Se la retribuzione minima viene fissata a ridosso dei minimi tabellari previsti dai CCNL certamente potrebbe risultare depotenziata la Contrattazione Nazionale, perché occorre ricordare che il CCNL si occupa di altre cose oltre al salario base: maggiorazioni per straordinari, turni, riposi, orari, inquadramento, formazione continua, diritti sindacali, permessi, ecc. E comunque non verrebbe minimamente limitata la contrattazione di secondo livello, aziendale o territoriale.

Viceversa, il rischio è che fissando un minimo significativamente inferiore ai minimi contrattuali si possa indurre parte delle imprese ad adottarlo per risparmiare rispetto al CCNL. Le aziende che potrebbero essere interessate a quest’operazione sarebbero sostanzialmente le stesse che già oggi non applicano nessun CCNL o ne applicano uno di comodo, e che determinano un ribasso retributivo mediamente del 20%: si deve ragionare attorno a questa soglia per determinare effetti concreti.

Scendere troppo significa creare le condizioni per un peggioramento. Salire senza arrivare a ridossi dei minimi contrattuali dovrebbe concretamente migliorare le condizioni di quel 10% di dipendenti che sono sottopagati, per non dire degli “autonomi” che non godono neppure di una simulazione di contratto collettivo e sono in completa balia dei rapporti di forza con il committente.

Del resto in Germania il minimo salariale di legge è attorno al 50% del salario mediano reale e ciò non ha minimamente intaccato il ruolo della contrattazione collettiva. Vero è che in Germania il tessuto di piccole imprese, che sono più propense ad eludere i CCNL, è molto inferiore all’Italia, e che la rappresentanza sindacale è più diffusa e soprattutto non frazionata. D’altra parte questo paragone deve tener conto di una condizione normativa molto differente: soltanto la piena attuazione dell’art. 39 restituirebbe al Sindacato la potestà legale per fissare minimi retributivi con valore obbligatorio.

I minimi contrattuali si applicano indifferentemente su tutto il territorio nazionale, ma dati ben noti ci danno diversi livelli di sviluppo tra le regioni, il peso relativo dei minimi tabellari è diverso sia che li si compari al potere d’acquisto regionale sia rispetto al salario mediano regionale.

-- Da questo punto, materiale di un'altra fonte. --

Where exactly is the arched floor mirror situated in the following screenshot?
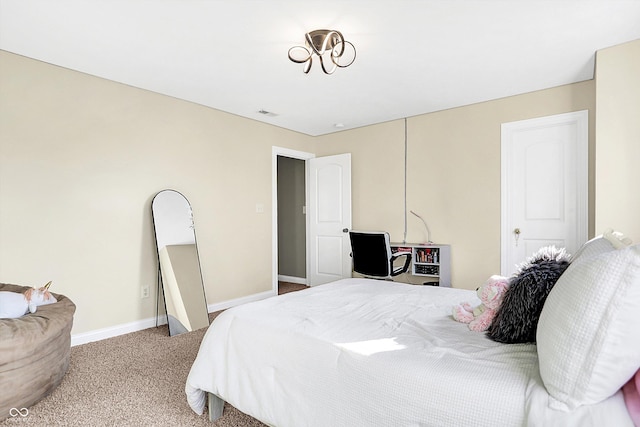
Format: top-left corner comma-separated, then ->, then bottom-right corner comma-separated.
151,189 -> 209,336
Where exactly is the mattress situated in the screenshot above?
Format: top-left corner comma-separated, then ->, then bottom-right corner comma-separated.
186,278 -> 631,426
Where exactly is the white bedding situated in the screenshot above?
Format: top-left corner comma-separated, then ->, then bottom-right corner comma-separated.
186,278 -> 632,426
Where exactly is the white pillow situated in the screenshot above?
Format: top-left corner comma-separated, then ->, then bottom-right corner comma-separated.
603,228 -> 634,249
536,244 -> 640,410
570,229 -> 630,263
569,237 -> 611,263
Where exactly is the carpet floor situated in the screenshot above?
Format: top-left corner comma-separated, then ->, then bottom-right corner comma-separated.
1,282 -> 309,427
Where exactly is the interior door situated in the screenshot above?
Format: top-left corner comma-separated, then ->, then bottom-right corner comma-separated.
501,110 -> 588,276
307,153 -> 352,286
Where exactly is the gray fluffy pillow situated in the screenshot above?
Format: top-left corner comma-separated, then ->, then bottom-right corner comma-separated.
487,246 -> 570,344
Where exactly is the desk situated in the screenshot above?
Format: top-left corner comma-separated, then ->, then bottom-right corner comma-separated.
391,243 -> 451,287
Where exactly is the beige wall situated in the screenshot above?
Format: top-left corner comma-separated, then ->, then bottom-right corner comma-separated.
2,41 -> 627,336
0,51 -> 310,334
595,39 -> 640,242
315,82 -> 595,288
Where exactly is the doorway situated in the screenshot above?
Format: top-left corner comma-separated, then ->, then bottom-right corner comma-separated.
276,155 -> 307,290
272,147 -> 353,294
272,147 -> 315,294
501,110 -> 588,276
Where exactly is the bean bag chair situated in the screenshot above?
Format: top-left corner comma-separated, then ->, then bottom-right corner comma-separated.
0,283 -> 75,420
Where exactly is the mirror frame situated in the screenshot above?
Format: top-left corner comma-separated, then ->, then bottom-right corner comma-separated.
151,189 -> 209,336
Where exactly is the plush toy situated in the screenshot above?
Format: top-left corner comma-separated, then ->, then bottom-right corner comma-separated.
452,275 -> 510,332
0,281 -> 57,319
623,369 -> 640,425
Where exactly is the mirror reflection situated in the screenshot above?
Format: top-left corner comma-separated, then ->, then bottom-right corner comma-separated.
151,190 -> 209,336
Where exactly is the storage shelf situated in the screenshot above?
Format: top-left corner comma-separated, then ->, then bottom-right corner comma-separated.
391,243 -> 451,286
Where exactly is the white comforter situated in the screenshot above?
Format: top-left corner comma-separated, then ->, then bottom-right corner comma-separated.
186,278 -> 631,427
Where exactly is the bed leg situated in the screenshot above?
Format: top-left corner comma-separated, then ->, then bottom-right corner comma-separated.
208,392 -> 224,422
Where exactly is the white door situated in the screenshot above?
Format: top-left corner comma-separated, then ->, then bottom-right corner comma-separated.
501,111 -> 588,276
308,153 -> 352,286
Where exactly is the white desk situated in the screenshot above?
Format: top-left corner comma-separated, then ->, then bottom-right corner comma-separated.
391,243 -> 451,287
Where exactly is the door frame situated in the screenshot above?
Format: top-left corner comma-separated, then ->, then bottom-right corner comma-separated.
272,146 -> 315,294
500,110 -> 588,275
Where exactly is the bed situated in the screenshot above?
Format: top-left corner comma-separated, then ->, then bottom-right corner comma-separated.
186,235 -> 639,426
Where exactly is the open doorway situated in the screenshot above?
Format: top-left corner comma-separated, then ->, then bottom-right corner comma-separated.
271,147 -> 352,293
271,147 -> 315,295
276,155 -> 307,293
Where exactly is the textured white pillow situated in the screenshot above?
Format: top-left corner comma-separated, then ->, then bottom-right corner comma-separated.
537,244 -> 640,410
570,229 -> 632,264
570,234 -> 613,263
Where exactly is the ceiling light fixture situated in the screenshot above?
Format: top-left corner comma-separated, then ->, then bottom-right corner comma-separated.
288,29 -> 356,75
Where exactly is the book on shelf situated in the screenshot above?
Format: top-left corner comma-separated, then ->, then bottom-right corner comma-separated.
392,247 -> 412,254
415,264 -> 440,275
415,248 -> 440,264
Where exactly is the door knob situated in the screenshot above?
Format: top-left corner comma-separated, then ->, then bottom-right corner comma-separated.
342,228 -> 349,233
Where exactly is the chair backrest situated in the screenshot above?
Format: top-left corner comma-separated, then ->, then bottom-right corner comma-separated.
349,231 -> 393,278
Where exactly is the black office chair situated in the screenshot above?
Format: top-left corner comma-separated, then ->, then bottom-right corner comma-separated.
349,231 -> 412,279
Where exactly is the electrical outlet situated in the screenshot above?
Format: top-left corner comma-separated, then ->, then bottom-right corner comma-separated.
141,285 -> 150,299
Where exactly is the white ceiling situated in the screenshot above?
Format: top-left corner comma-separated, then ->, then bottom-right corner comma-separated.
1,1 -> 640,136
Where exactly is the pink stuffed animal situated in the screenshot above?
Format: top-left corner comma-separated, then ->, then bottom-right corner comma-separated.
453,275 -> 510,332
623,369 -> 640,425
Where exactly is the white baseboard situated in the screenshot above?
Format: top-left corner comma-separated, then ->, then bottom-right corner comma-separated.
277,275 -> 307,285
71,317 -> 159,346
206,290 -> 274,313
71,289 -> 276,347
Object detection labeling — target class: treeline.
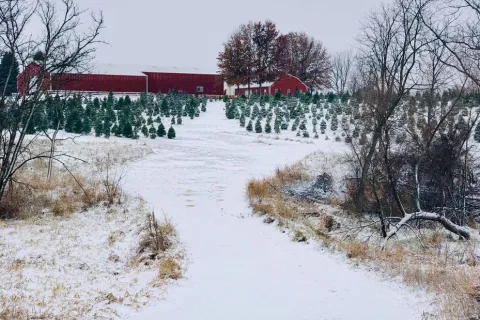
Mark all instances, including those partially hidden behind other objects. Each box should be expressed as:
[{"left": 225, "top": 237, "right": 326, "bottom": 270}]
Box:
[
  {"left": 217, "top": 21, "right": 330, "bottom": 93},
  {"left": 26, "top": 90, "right": 208, "bottom": 139}
]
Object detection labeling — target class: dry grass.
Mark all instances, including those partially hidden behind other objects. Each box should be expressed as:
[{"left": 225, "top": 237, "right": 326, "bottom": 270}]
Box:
[
  {"left": 246, "top": 162, "right": 307, "bottom": 222},
  {"left": 158, "top": 257, "right": 182, "bottom": 280},
  {"left": 247, "top": 159, "right": 480, "bottom": 319},
  {"left": 346, "top": 241, "right": 369, "bottom": 259},
  {"left": 136, "top": 213, "right": 178, "bottom": 264},
  {"left": 0, "top": 157, "right": 125, "bottom": 220}
]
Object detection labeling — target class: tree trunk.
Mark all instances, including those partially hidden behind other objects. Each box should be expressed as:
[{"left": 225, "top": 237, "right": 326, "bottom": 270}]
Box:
[{"left": 356, "top": 124, "right": 383, "bottom": 212}]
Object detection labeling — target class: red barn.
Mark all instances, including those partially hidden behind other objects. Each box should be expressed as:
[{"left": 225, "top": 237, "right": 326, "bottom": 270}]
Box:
[
  {"left": 17, "top": 63, "right": 224, "bottom": 96},
  {"left": 234, "top": 74, "right": 308, "bottom": 96}
]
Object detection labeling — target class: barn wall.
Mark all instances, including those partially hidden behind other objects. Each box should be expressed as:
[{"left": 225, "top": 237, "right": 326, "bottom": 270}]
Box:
[
  {"left": 17, "top": 63, "right": 50, "bottom": 95},
  {"left": 271, "top": 75, "right": 308, "bottom": 95},
  {"left": 145, "top": 72, "right": 224, "bottom": 95},
  {"left": 235, "top": 86, "right": 270, "bottom": 96},
  {"left": 50, "top": 73, "right": 147, "bottom": 93}
]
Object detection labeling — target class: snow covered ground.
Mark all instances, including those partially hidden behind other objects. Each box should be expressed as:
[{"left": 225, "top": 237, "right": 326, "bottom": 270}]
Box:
[
  {"left": 124, "top": 101, "right": 433, "bottom": 320},
  {"left": 0, "top": 139, "right": 182, "bottom": 319}
]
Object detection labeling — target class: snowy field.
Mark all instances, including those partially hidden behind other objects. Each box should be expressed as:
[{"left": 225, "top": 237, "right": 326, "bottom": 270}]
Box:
[
  {"left": 123, "top": 101, "right": 433, "bottom": 319},
  {"left": 0, "top": 100, "right": 435, "bottom": 319}
]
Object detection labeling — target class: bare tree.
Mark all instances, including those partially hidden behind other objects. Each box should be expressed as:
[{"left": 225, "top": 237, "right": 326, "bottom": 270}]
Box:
[
  {"left": 331, "top": 49, "right": 354, "bottom": 95},
  {"left": 252, "top": 20, "right": 279, "bottom": 95},
  {"left": 421, "top": 0, "right": 480, "bottom": 87},
  {"left": 353, "top": 0, "right": 426, "bottom": 212},
  {"left": 217, "top": 29, "right": 246, "bottom": 94},
  {"left": 0, "top": 0, "right": 103, "bottom": 201},
  {"left": 277, "top": 32, "right": 332, "bottom": 92}
]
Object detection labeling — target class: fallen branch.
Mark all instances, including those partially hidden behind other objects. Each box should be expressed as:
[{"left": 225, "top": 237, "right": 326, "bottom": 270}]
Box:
[{"left": 382, "top": 211, "right": 476, "bottom": 249}]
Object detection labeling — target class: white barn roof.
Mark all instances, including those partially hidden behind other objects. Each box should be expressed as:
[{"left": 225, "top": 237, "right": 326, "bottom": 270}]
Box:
[{"left": 76, "top": 63, "right": 219, "bottom": 76}]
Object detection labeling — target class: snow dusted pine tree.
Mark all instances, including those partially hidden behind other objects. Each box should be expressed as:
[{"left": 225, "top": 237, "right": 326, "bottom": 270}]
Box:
[
  {"left": 149, "top": 126, "right": 157, "bottom": 139},
  {"left": 157, "top": 122, "right": 166, "bottom": 137},
  {"left": 255, "top": 119, "right": 263, "bottom": 133},
  {"left": 246, "top": 119, "right": 253, "bottom": 132},
  {"left": 168, "top": 126, "right": 176, "bottom": 139}
]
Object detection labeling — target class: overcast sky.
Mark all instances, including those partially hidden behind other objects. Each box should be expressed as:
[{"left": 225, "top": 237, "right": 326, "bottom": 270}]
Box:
[{"left": 75, "top": 0, "right": 385, "bottom": 72}]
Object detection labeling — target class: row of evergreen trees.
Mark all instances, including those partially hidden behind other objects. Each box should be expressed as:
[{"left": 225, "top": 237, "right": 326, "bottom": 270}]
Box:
[{"left": 26, "top": 90, "right": 208, "bottom": 140}]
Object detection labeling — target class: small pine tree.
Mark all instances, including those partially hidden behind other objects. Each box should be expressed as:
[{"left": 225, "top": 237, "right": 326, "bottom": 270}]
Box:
[
  {"left": 149, "top": 126, "right": 157, "bottom": 139},
  {"left": 95, "top": 120, "right": 103, "bottom": 137},
  {"left": 246, "top": 120, "right": 253, "bottom": 132},
  {"left": 274, "top": 119, "right": 281, "bottom": 134},
  {"left": 240, "top": 113, "right": 246, "bottom": 127},
  {"left": 171, "top": 116, "right": 176, "bottom": 125},
  {"left": 123, "top": 122, "right": 134, "bottom": 138},
  {"left": 265, "top": 121, "right": 272, "bottom": 134},
  {"left": 226, "top": 105, "right": 235, "bottom": 119},
  {"left": 141, "top": 124, "right": 148, "bottom": 137},
  {"left": 167, "top": 126, "right": 176, "bottom": 139},
  {"left": 82, "top": 117, "right": 92, "bottom": 135},
  {"left": 157, "top": 122, "right": 166, "bottom": 137},
  {"left": 113, "top": 123, "right": 121, "bottom": 137},
  {"left": 201, "top": 103, "right": 207, "bottom": 112},
  {"left": 255, "top": 119, "right": 262, "bottom": 133},
  {"left": 104, "top": 120, "right": 111, "bottom": 138},
  {"left": 177, "top": 115, "right": 182, "bottom": 125}
]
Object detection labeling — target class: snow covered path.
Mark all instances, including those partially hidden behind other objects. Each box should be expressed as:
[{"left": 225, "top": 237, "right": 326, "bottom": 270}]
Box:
[{"left": 126, "top": 102, "right": 431, "bottom": 320}]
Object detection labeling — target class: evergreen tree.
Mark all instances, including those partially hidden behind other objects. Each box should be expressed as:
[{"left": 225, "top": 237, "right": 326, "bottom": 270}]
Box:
[
  {"left": 107, "top": 91, "right": 115, "bottom": 108},
  {"left": 141, "top": 124, "right": 148, "bottom": 137},
  {"left": 274, "top": 119, "right": 281, "bottom": 134},
  {"left": 112, "top": 123, "right": 121, "bottom": 137},
  {"left": 104, "top": 120, "right": 111, "bottom": 138},
  {"left": 177, "top": 115, "right": 182, "bottom": 125},
  {"left": 149, "top": 126, "right": 157, "bottom": 139},
  {"left": 240, "top": 113, "right": 246, "bottom": 127},
  {"left": 167, "top": 126, "right": 176, "bottom": 139},
  {"left": 201, "top": 103, "right": 207, "bottom": 112},
  {"left": 0, "top": 51, "right": 19, "bottom": 96},
  {"left": 95, "top": 119, "right": 103, "bottom": 137},
  {"left": 157, "top": 122, "right": 166, "bottom": 137},
  {"left": 246, "top": 119, "right": 253, "bottom": 132},
  {"left": 255, "top": 119, "right": 262, "bottom": 133},
  {"left": 82, "top": 117, "right": 92, "bottom": 135},
  {"left": 161, "top": 99, "right": 170, "bottom": 116},
  {"left": 147, "top": 116, "right": 153, "bottom": 125},
  {"left": 265, "top": 121, "right": 272, "bottom": 134},
  {"left": 299, "top": 121, "right": 306, "bottom": 131},
  {"left": 123, "top": 121, "right": 134, "bottom": 138},
  {"left": 320, "top": 120, "right": 327, "bottom": 131},
  {"left": 171, "top": 116, "right": 176, "bottom": 125}
]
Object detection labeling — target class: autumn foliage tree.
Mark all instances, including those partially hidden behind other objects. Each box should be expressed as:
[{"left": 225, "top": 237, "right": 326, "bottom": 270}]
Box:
[{"left": 218, "top": 21, "right": 332, "bottom": 95}]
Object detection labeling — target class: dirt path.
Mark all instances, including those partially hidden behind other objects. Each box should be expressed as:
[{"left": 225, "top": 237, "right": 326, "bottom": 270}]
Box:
[{"left": 126, "top": 102, "right": 431, "bottom": 320}]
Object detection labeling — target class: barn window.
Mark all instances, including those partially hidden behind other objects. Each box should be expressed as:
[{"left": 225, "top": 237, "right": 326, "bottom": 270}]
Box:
[{"left": 196, "top": 86, "right": 204, "bottom": 93}]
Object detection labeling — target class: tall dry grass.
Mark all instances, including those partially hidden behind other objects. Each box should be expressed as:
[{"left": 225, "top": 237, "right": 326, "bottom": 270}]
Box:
[{"left": 0, "top": 156, "right": 125, "bottom": 220}]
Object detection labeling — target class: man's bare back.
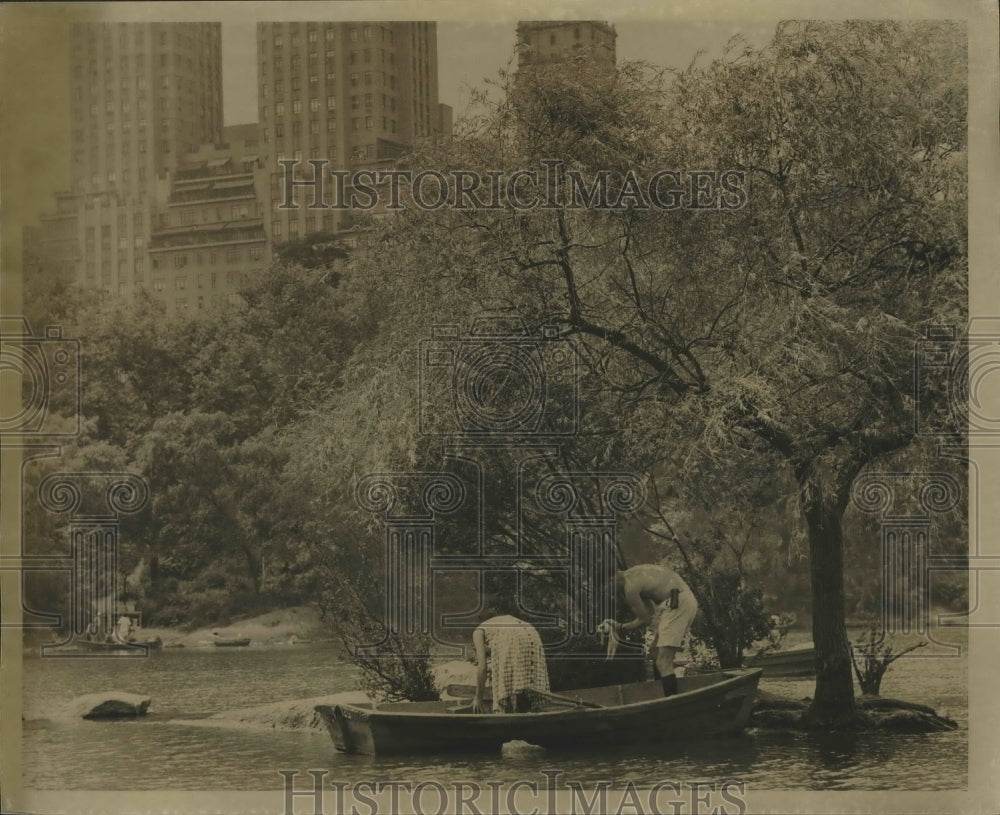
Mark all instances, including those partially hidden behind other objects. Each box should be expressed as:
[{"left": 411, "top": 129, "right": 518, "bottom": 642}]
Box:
[
  {"left": 613, "top": 563, "right": 698, "bottom": 696},
  {"left": 619, "top": 563, "right": 687, "bottom": 607}
]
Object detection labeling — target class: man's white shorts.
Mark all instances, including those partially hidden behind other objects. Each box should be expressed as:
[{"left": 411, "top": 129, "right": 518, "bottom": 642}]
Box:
[{"left": 652, "top": 591, "right": 698, "bottom": 649}]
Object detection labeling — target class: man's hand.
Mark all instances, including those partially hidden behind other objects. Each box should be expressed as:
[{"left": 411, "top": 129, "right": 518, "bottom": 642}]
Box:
[{"left": 472, "top": 693, "right": 487, "bottom": 714}]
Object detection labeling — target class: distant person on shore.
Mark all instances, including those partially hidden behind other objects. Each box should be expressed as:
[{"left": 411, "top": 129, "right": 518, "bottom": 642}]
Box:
[
  {"left": 116, "top": 614, "right": 133, "bottom": 642},
  {"left": 472, "top": 612, "right": 550, "bottom": 714},
  {"left": 610, "top": 563, "right": 698, "bottom": 697},
  {"left": 85, "top": 618, "right": 101, "bottom": 642}
]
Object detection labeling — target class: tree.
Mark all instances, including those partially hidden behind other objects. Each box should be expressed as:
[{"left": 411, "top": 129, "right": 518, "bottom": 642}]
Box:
[{"left": 334, "top": 21, "right": 965, "bottom": 727}]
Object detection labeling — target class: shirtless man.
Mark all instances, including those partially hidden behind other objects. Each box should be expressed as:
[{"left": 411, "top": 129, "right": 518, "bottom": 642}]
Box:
[{"left": 613, "top": 563, "right": 698, "bottom": 697}]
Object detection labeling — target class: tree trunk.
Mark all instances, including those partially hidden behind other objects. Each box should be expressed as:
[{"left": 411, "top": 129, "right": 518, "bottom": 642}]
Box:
[
  {"left": 800, "top": 481, "right": 857, "bottom": 727},
  {"left": 242, "top": 545, "right": 262, "bottom": 594}
]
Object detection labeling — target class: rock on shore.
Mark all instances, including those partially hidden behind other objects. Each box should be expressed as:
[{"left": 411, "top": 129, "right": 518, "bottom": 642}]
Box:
[
  {"left": 143, "top": 606, "right": 331, "bottom": 648},
  {"left": 171, "top": 691, "right": 371, "bottom": 733},
  {"left": 68, "top": 692, "right": 151, "bottom": 719}
]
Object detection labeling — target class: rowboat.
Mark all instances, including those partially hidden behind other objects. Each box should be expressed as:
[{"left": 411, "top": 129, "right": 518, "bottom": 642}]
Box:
[
  {"left": 746, "top": 644, "right": 815, "bottom": 677},
  {"left": 65, "top": 636, "right": 162, "bottom": 652},
  {"left": 315, "top": 669, "right": 762, "bottom": 756},
  {"left": 212, "top": 637, "right": 251, "bottom": 647}
]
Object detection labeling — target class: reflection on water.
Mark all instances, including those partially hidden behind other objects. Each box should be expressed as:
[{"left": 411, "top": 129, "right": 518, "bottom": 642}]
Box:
[{"left": 20, "top": 631, "right": 967, "bottom": 791}]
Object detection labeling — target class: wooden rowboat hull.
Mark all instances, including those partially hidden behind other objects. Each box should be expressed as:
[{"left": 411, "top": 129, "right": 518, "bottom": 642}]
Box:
[
  {"left": 316, "top": 669, "right": 761, "bottom": 756},
  {"left": 213, "top": 638, "right": 252, "bottom": 647},
  {"left": 63, "top": 637, "right": 162, "bottom": 652},
  {"left": 747, "top": 647, "right": 815, "bottom": 677}
]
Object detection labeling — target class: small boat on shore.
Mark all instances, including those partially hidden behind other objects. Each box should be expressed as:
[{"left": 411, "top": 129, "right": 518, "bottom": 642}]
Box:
[
  {"left": 315, "top": 669, "right": 762, "bottom": 756},
  {"left": 746, "top": 644, "right": 815, "bottom": 677},
  {"left": 212, "top": 637, "right": 252, "bottom": 647}
]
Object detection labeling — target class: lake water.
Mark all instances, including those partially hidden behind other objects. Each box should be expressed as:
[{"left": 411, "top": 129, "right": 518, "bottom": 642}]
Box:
[{"left": 19, "top": 628, "right": 967, "bottom": 791}]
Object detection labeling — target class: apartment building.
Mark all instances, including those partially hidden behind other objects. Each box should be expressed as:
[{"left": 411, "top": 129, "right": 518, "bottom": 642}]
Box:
[
  {"left": 148, "top": 124, "right": 269, "bottom": 314},
  {"left": 257, "top": 21, "right": 450, "bottom": 242},
  {"left": 516, "top": 21, "right": 617, "bottom": 69},
  {"left": 45, "top": 22, "right": 223, "bottom": 302}
]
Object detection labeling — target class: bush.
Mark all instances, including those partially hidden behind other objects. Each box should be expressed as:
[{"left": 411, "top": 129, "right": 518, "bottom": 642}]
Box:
[{"left": 850, "top": 625, "right": 927, "bottom": 695}]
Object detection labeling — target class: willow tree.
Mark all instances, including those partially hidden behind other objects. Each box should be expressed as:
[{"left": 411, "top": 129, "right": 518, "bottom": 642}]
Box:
[{"left": 315, "top": 20, "right": 966, "bottom": 727}]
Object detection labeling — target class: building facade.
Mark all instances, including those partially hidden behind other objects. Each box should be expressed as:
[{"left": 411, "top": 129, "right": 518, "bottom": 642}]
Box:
[
  {"left": 516, "top": 21, "right": 617, "bottom": 69},
  {"left": 148, "top": 124, "right": 269, "bottom": 314},
  {"left": 256, "top": 22, "right": 449, "bottom": 242},
  {"left": 47, "top": 22, "right": 223, "bottom": 304},
  {"left": 34, "top": 21, "right": 453, "bottom": 313}
]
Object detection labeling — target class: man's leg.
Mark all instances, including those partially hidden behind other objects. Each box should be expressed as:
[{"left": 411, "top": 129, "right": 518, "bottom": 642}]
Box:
[{"left": 656, "top": 646, "right": 680, "bottom": 696}]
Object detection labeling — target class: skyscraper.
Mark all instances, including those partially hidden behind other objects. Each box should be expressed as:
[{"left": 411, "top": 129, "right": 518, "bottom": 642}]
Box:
[
  {"left": 35, "top": 21, "right": 451, "bottom": 312},
  {"left": 256, "top": 22, "right": 450, "bottom": 242},
  {"left": 516, "top": 21, "right": 617, "bottom": 69},
  {"left": 41, "top": 22, "right": 223, "bottom": 299}
]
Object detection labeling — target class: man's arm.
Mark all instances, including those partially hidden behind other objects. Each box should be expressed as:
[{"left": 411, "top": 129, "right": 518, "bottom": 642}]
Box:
[
  {"left": 472, "top": 628, "right": 488, "bottom": 713},
  {"left": 618, "top": 580, "right": 653, "bottom": 632}
]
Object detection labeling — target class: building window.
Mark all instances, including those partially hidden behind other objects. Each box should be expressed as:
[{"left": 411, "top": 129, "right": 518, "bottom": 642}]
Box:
[
  {"left": 276, "top": 102, "right": 285, "bottom": 115},
  {"left": 325, "top": 28, "right": 336, "bottom": 41},
  {"left": 250, "top": 245, "right": 263, "bottom": 260},
  {"left": 308, "top": 29, "right": 318, "bottom": 43},
  {"left": 327, "top": 118, "right": 336, "bottom": 132},
  {"left": 365, "top": 116, "right": 373, "bottom": 129},
  {"left": 226, "top": 246, "right": 241, "bottom": 262},
  {"left": 153, "top": 278, "right": 164, "bottom": 291},
  {"left": 310, "top": 98, "right": 320, "bottom": 112},
  {"left": 272, "top": 219, "right": 282, "bottom": 237},
  {"left": 174, "top": 255, "right": 187, "bottom": 268},
  {"left": 232, "top": 204, "right": 249, "bottom": 219},
  {"left": 292, "top": 100, "right": 302, "bottom": 114},
  {"left": 176, "top": 276, "right": 186, "bottom": 290},
  {"left": 327, "top": 95, "right": 336, "bottom": 110},
  {"left": 309, "top": 120, "right": 319, "bottom": 134}
]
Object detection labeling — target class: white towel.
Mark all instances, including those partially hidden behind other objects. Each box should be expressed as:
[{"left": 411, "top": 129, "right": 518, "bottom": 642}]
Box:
[{"left": 597, "top": 619, "right": 619, "bottom": 661}]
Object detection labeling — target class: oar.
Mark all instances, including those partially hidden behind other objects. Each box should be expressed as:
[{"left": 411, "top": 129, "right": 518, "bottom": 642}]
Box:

Un livello ragionevole in una regione al nord potrebbe essere fuori mercato in molte zone del sud, e viceversa un livello accettabile al sud potrebbe essere irrisorio al nord. La soluzione è se si vuol fare un’operazione che abbia effetti reali sulle retribuzioni, sia opportuno individuare un minimo orario medio per poi riparametrarlo per aree territoriali.

In materia retributiva sarebbe meglio affidarsi alla contrattazione tra le Parti Sociali, ma è altrettanto vero che in una cornice normativa come la nostra questa contrattazione non può avere effetti erga omnes.

Si sta cercando un accordo in Parlamento prima tra le parti sociali (la cui piena rappresentatività dovrebbe essere oggetto di una formale legittimazione) ma non si comprende per quale ragione non si dia attuazione all’art. 39 della Costituzione che sarebbe la soluzione più chiara e coerente, ma la supplenza del legislatore però non può portare a sbagli madornali come i vari testi rappresentano in discussione.

Ne segnalo due determinanti: uno è quello cigiellino di comodo per i sindacati inerti, che prevede un salario per legge non relativo al trattamento minimo lordo contrattuale ma al all’interno del trattamento economico, trattamento di fine rapporto ferie e premi di produzione, welfare compresi. Che significa segare la contrattazione privata centrale e quella aziendale, lasciando tutto alla politica. L’altro è la sanzione prevista per chi non rispetta la legge: sanzioni intorno ai 100 euro, invogliano al nero, quando invece le sanzioni sono pesanti inducono ad un ripensamento dallo scavalcare la legge.

Insomma, la discussione è molto ma molto lontana da una soluzione ragionevole.